Anchorage: A coalition of Seward residents and environmental health organizations are releasing a report detailing a year’s worth of air quality data. Seward residents trained by Alaska Community Action on Toxics (ACAT), Global Community Monitor, and Resurrection Bay Conservation Alliance, collected air samples from multiple sites up to a mile away from the Seward Coal Loading Facility. Samples were analyzed by three independent laboratories. The analyzed samples contain unhealthy levels of pollution. The two culprits polluting the air: coal dust and carcinogenic crystalline silica–from the transportation and storage of coal. A forensic laboratory fingerprinted the dust collected by the community monitoring devices and compared it to samples of coal from near the Seward Coal Loading facility and confirmed the fingerprints matched.
The study found levels of coal dust containing crystalline silica. Crystalline silica is known to cause cancer and is present in the air around Seward which causes concern for public health, especially in children, seniors, and people who experience chronic health problems. Additionally, breathing crystalline silica dust can cause silicosis, which in severe cases can be disabling, or even fatal. The breathable silica dust enters the lungs and causes the formation of scar tissue, thus reducing the lungs’ ability to take in oxygen. Exposure to air pollution can increase asthma attacks in children which worries some parents in Seward. In addition to asthma, air pollution is linked to health issues such as pulmonary disease, cancer, heart disease, stroke, and dementia.

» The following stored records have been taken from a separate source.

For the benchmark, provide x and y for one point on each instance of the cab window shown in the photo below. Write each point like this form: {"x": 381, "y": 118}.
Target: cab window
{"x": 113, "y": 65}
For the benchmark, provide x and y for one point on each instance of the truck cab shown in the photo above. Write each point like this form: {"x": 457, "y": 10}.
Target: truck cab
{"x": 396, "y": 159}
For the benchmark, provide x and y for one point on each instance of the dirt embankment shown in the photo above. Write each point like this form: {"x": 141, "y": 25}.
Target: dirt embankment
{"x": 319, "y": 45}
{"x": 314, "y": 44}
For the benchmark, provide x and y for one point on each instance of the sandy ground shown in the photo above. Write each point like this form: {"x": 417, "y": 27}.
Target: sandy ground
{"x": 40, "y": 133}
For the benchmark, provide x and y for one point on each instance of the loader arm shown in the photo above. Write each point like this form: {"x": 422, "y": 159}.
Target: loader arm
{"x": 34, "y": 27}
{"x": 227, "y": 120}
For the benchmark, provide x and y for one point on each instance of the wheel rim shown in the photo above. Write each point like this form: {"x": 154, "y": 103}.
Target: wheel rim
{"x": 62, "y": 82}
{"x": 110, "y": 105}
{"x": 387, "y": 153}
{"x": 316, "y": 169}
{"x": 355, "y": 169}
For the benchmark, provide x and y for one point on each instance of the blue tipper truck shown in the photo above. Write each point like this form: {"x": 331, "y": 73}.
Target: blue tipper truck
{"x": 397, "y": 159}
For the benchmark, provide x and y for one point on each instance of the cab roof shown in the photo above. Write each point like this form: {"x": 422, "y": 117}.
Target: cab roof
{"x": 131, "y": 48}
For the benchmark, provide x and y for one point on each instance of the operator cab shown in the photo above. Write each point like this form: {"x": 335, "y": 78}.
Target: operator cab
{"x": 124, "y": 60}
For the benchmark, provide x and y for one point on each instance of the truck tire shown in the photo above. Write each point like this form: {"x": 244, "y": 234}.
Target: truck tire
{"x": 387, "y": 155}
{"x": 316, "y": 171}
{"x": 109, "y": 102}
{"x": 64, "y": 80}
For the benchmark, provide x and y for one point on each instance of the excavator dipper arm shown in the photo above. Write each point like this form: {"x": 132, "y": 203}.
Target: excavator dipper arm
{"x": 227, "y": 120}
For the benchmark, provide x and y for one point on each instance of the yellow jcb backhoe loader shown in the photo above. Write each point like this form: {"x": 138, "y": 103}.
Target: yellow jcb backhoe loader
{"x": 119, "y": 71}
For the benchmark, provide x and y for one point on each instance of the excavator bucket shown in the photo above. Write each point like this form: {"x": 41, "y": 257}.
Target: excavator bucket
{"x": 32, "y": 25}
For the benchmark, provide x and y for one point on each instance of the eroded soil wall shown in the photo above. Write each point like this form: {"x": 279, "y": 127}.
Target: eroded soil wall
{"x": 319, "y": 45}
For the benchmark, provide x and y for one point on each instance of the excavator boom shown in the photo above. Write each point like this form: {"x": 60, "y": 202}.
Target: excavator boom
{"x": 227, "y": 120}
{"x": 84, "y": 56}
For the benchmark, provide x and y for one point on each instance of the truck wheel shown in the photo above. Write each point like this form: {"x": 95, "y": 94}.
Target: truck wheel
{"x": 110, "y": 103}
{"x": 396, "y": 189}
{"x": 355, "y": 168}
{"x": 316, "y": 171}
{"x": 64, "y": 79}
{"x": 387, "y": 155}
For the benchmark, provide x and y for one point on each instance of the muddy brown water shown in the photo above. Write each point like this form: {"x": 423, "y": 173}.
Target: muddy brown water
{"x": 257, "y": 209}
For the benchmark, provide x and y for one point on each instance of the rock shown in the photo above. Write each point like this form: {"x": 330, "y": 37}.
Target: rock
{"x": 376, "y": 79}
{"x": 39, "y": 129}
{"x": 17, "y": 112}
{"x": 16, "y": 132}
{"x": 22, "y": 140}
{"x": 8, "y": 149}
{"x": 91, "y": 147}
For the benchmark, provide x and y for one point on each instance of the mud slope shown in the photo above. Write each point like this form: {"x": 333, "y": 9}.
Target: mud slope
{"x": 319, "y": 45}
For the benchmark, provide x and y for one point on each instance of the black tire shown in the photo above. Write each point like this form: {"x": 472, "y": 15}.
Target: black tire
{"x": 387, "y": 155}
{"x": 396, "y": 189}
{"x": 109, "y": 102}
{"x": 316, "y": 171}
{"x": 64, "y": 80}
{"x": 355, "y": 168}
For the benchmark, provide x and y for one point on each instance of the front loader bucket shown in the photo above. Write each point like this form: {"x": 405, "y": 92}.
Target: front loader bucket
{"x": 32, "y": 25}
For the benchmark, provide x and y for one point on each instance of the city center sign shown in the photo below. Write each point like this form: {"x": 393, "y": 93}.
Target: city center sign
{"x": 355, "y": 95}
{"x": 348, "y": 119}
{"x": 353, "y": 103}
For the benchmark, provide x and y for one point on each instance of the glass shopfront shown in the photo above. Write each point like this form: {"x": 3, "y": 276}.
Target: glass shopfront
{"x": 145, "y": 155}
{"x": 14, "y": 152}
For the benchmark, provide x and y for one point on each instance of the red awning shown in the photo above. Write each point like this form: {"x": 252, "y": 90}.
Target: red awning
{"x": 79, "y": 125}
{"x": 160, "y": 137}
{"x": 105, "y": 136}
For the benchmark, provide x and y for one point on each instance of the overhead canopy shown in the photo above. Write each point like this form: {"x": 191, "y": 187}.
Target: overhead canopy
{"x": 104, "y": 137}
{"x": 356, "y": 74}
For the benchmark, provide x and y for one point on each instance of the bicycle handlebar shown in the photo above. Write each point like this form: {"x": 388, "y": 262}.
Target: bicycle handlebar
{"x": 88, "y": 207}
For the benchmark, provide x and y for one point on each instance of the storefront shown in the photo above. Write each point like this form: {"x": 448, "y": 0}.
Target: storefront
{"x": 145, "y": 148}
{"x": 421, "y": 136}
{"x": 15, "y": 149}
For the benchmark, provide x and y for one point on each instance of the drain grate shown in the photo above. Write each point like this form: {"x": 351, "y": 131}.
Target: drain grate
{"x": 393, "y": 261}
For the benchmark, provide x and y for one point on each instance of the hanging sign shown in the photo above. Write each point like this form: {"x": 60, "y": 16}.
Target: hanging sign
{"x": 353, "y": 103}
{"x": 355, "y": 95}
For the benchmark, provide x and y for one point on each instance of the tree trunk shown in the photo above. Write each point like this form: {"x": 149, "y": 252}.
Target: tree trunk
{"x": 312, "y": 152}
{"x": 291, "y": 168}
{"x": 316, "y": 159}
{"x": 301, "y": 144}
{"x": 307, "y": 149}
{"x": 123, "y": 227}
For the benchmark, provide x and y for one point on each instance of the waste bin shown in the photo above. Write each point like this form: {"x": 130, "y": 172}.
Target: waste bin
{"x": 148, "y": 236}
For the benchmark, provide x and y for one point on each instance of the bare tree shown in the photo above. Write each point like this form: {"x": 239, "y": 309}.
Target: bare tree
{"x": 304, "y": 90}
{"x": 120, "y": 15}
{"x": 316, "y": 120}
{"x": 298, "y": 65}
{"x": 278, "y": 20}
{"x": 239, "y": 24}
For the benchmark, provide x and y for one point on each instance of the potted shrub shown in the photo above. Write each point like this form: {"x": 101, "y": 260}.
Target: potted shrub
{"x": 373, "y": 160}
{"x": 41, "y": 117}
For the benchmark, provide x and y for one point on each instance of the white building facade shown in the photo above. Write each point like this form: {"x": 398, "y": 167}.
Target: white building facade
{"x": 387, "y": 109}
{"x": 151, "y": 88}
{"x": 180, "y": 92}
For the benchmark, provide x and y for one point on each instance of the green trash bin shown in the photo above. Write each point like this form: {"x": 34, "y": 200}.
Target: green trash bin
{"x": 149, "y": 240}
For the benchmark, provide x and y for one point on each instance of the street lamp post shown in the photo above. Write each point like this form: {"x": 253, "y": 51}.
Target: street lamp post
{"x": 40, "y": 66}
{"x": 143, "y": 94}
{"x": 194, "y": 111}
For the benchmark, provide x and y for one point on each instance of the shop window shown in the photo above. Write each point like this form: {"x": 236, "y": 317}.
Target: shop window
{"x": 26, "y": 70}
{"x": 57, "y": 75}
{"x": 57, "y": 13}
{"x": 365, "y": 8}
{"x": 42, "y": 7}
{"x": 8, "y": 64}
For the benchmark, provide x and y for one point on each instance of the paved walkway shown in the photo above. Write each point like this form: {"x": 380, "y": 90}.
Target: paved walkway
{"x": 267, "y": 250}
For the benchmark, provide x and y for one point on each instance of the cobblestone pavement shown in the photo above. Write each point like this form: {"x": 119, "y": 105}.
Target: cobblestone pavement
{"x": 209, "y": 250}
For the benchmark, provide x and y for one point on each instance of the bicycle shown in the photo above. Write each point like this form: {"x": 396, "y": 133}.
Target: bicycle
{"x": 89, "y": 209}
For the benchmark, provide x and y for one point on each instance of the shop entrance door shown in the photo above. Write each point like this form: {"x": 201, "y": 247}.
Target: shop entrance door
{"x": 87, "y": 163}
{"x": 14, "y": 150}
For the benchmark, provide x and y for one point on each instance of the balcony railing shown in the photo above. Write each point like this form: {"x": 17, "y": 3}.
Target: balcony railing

Dr. Paul Forman commented, “For 8 years, I practiced family medicine in Seward. Residents, including patients of mine, expressed concerns about the health effects of breathing coal dust. This research project found the air in Seward is polluted with coal dust. There are negative health effects associated with breathing any amount of coal dust, so it is important for the Seward Coal Loading Facility to do more to clean up the air.”
It is possible to keep the air in Seward cleaner. Three consultants, hired by the Alaska Railroad, recommended measures that would greatly improve the air quality and mitigate the dust problem; however, these recommendations have been ignored by the Alaska Railroad and Seward Coal Loading Facility.
The study, titled Coal Dust in Alaska: Hazards to Public Health, will be made public during a press conference on July 16, 2014.
Alaska Community Action on Toxics (ACAT) is a statewide environmental health and justice organization established in 1997. ACAT’s mission is to assure justice by advocating for environmental and community health. Everyone has the right to clean air, clean water, and toxic-free food. www.akaction.org.
Global Community Monitor, founded in 2001, trains and supports communities in the use of environmental monitoring tools to understand the impact of pollution on their health and the environment.